Chrisss1982 schrieb am
Smoke40 hat geschrieben: ?01.06.2021 12:46
Chrisss1982 hat geschrieben: ?01.06.2021 12:21 Ich bin damals mit dem Spiel überhaupt nicht warm geworden und habe mich da mehr durchgequält... das Spiel war mir irgendwie zu "anders" glaube ich :)
Dann geh lieber wieder Fall of Fury zocken
Danke für deinen ?Tipp?. Aber das ist absolut nicht meins.
traceon schrieb am
Der Titel war mir schon längst nicht mehr aktiv im Gedächtnis. Hatte mich damals vom Hype mitreißen lassen und MDK für die PS gekauft. Ernüchterung hat sich leider schnell eingestellt und kaum mehr als angespielt hatte ich es dann nicht. Solche Dauer-Shooter sind nicht meins. Immerhin eine Lehre, die ich daraus gezogen habe.
Chibiterasu schrieb am
Ich habe das Spiel geliebt und tu es immer noch.

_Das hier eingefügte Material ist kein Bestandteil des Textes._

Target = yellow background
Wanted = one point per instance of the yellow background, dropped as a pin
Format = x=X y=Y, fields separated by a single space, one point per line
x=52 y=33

Habe es vor ein paar Jahren wieder durchgespielt und das war für mich immer noch toll. Spezielle Ästhetik, geiles Dauergeballer, super Humor, schöne Musik usw.
Teil 2 fand ich dagegen richtig scheiße. Da konnte man ja mehrere Charaktere spielen, nur irgendwie fand ich das nicht so vorteilhaft.
Ein Remake zu Teil 1 würde mich interessieren.
PogopuschelX schrieb am
Nice, MDK hab ich damals sehr gemocht, auch wenn ich stellenweise damals überfordert war mit dem Mix. Hier fände ich ein Remaster mal cool.